Pakistan is under pressure from the United States and Afghan government to do more to stop fugitive Taleban and al-Qaida militants from using Pakistani border regions for attacks aimed at disrupting the elections in Afghanistan.

On Thursday, a group of journalists was flown to the North Waziristan mountainous tribal region, the scene of what Pakistan's military is calling its biggest operation against al-Qaida.

A top military commander, Lieutenant-General Safdar Hussain, told the group the operation is primarily meant to secure the border to prevent militant infiltration into Afghanistan. He says his troops also have destroyed a major base in the area used by al-Qaida militants for terrorist activities and have captured 28 suspected militants, including foreigners.

"The biggest al-Qaida terrorist network in the North Waziristan Agency stand busted today," said Hussain. "The operation is still going on and huge quantities of ammunition, weapons and other sophisticated equipment used for terrorism, are still being recovered," he said.

General Hussain says the militant den was set up in a madrassa or Islamic seminary near Miranshah, the administrative center of the North Waziristan tribal region and was owned by a fugitive Taleban commander, Jalaluddin Haqqani.

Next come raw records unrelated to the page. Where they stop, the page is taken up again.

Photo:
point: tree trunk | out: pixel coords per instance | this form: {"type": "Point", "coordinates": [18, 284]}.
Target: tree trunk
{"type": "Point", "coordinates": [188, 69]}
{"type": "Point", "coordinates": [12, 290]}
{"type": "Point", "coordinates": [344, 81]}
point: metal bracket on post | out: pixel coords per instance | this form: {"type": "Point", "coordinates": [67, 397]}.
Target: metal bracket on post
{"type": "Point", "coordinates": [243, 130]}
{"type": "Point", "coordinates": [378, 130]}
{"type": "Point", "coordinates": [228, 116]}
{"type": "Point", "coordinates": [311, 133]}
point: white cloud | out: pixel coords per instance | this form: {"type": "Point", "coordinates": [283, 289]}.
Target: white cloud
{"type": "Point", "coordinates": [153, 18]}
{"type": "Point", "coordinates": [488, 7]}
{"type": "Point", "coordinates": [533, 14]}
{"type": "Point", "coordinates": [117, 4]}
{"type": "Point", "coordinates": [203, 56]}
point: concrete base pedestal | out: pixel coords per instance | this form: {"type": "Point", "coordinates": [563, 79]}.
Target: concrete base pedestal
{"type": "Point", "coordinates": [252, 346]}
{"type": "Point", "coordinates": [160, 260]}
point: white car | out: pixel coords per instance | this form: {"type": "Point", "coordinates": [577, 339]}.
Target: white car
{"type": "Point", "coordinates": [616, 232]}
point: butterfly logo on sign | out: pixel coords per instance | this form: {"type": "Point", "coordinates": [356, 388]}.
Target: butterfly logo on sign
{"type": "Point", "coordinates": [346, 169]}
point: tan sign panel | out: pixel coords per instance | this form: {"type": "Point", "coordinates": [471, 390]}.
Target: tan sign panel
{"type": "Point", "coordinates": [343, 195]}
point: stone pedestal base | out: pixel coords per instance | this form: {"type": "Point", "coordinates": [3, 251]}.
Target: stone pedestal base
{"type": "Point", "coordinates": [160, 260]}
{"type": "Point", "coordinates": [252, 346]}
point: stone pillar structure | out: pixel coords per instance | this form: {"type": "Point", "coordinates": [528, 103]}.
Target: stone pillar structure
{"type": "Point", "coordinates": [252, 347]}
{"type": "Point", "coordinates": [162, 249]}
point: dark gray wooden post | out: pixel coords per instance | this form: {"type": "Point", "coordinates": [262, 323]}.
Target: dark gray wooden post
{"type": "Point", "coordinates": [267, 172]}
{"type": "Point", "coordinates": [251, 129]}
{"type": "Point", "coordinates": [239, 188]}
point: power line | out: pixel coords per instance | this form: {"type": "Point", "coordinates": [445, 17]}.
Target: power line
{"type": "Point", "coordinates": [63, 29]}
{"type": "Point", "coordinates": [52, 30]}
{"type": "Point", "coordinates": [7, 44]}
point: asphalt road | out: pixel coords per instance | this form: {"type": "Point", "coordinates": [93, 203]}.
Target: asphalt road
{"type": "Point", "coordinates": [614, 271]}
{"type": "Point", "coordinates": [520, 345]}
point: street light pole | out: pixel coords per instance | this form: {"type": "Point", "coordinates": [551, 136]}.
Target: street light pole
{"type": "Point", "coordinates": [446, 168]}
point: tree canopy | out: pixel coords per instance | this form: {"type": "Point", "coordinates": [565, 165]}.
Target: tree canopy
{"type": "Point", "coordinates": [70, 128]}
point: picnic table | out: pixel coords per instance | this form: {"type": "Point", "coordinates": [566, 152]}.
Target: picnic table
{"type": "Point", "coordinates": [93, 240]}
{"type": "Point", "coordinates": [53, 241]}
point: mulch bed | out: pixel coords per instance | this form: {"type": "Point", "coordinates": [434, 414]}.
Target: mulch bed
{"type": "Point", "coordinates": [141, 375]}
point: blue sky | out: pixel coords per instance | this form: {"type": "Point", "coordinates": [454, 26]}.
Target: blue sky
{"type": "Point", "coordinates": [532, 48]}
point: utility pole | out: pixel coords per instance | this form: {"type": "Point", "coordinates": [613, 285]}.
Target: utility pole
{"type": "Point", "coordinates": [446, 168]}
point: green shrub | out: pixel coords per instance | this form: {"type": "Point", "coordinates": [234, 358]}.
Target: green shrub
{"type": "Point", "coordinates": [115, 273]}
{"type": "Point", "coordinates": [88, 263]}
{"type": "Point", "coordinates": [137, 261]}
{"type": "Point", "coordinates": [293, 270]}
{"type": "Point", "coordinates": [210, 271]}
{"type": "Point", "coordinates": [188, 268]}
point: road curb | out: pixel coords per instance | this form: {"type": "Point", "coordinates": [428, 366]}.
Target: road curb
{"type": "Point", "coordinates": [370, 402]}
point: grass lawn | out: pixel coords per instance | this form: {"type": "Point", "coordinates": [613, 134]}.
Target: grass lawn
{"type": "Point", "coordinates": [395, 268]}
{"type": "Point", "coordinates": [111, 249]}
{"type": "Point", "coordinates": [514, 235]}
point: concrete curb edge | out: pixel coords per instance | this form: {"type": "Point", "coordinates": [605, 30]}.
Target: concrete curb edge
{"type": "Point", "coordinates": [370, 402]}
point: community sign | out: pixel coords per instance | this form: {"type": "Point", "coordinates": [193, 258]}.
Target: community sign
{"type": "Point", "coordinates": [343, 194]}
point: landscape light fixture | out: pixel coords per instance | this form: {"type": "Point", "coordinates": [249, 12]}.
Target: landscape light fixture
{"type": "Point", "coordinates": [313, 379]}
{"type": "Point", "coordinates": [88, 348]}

He says that the border with Afghanistan has completely been sealed ahead of Sunday's parliamentary elections in that country. The general told reporters that an overnight curfew has been imposed and troops have been given orders to shoot on sight anyone found within five kilometers of the border.

But he blamed a surge in Taleban attacks in Afghanistan on a lack of authority by the Afghan and U.S.-led coalition forces.

"This is because of the lack of writ of the coalition forces and the A.N.A. [Afghan National Army]," said Hussain. "Probably they have not been able to devote that kind of effort towards the southern and eastern Afghanistan as they did in the central and the northern Afghanistan," he said.

General Hussain says he has also deployed an extra 9,000 troops, taking the total stationed in the tribal region to over 80,000.

Afghan and U.S officials often complain that Pakistan's mountainous belt acts as a safe haven for Taleban militants to launch attacks inside Afghanistan.